2.1. P53 in the lungs
The alveolar-capillary membrane, also known as the blood-air barrier, separates the circulating blood from flowing air. The optimal exchange of air within the lungs depends on the requisite airflow and blood perfusion throughout their entire area [33]. In the case of ventilation perfusion mismatch, the blood flow locally exceeds airflow or vice versa, affecting the blood oxygenation [34]. P53 participates in vascular homeostasis [8,35,36], and an emerging body of evidence suggest the protective effect of P53 in lung inflammatory reactions [30,37].
2.2. ALI and ARDS
Acute lung injury (ALI) and its most severe form, the acute respiratory distress syndrome (ARDS) are potentially lethal inflammatory conditions. ARDS is characterized by poor oxygenation, pulmonary infiltrates, hyaline membrane formation, epithelial cell hyperplasia, capillary endothelial injury, atelectasis, as well as diffusive alveolar damage [18]. There are 64–78 cases of ARDS per 100,000 persons in the United States, associated with unacceptable high mortality rates (27–45%) [38]. The ARDS survivors suffer from declined cognitive ability, depression, post-traumatic stress disorder, and persistent skeletal-muscle weakness [39]. Elderly patients with ARDS demonstrate higher alveolar neutrophilic infiltration, lung inflammation, disrupted air-blood barrier, and altered pulmonary functions compared to the younger patients [40].
Sepsis is a life-threading condition which may result in multiple organ dysfunction syndrome [41]. ARDS is developed in cases of severe sepsis [42]. The damaged endothelium releases cytokines and circulating endothelial cells to increase the expression of cell surface adhesion molecules [[43], [44], [45], [46]].

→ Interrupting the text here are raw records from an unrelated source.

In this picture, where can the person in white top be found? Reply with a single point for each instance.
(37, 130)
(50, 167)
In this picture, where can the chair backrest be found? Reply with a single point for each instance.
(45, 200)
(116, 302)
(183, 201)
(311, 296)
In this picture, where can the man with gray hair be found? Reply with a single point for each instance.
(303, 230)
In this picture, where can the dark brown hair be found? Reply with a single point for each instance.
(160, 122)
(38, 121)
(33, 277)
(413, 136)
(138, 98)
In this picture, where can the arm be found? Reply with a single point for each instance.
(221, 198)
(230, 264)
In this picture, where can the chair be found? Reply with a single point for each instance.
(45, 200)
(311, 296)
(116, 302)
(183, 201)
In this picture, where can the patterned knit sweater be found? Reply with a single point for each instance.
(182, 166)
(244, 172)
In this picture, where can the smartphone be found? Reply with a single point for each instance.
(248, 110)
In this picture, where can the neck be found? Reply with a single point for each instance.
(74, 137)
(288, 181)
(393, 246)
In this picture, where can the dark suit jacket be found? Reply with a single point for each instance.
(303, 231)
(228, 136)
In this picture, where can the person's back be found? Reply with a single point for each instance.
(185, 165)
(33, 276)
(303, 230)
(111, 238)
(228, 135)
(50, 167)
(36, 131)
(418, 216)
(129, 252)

The increased permeability of the alveolar-capillary endothelium to blood components and fluids is the hallmark of ARDS progression [18]. Developmental endothelial locus-1 (Del-1); also known as Edil3; is an endothelial-derived anti-inflammatory agent that is down-regulated by many inflammatory stimuli such as tumor necrosis factor α (TNF-α), lipopolysaccharides (LPS), and interleukin-17 (IL-17) [[47], [48], [49]]. The histone deacetylase (HDAC) inhibitors such as valproic acid and butyric acid activate P53 and Del-1 mRNA levels and inhibit NF-kB [[50], [51], [52], [53]]. Activated P53 directly binds to the upstream fragment of Del-1 via the P53REs and induces the Del-1 transcriptional activity [50].
NF-kB has pivotal roles in inflammatory responses and regulates the innate as well as adaptive immunity of our body [54]. NF-kB inhibits the transcriptional activities of P53, while P53 promotes pro-apoptotic [55,56] and anti-inflammatory responses [7,57]. Thus, P53 and NF-kB oppose each other functions in the lungs [7,56]. Lipopolysaccharides (LPS), a component of the outer membrane of gram-negative bacteria, and induce inflammatory responses by stimulating TLR4 receptors. In vivo and in vitro studies revealed that LPS stimulated the activation of NF-kB, and that P53 protects against the LPS-induced ALI by suppressing the activation of NF-kB [58]. P53 null mice potentiate the LPS-induced acute lung injury and inflammatory responses [59]. LPS-induced upregulation of MDM2, an E3 ubiquitin ligase, promotes the proteasomal degradation of P53. Heat shock protein 90 (Hsp90) inhibitors suppressed the LPS-induced phosphorylation and degradation of P53, protecting against lung endothelial barrier dysfunction [60].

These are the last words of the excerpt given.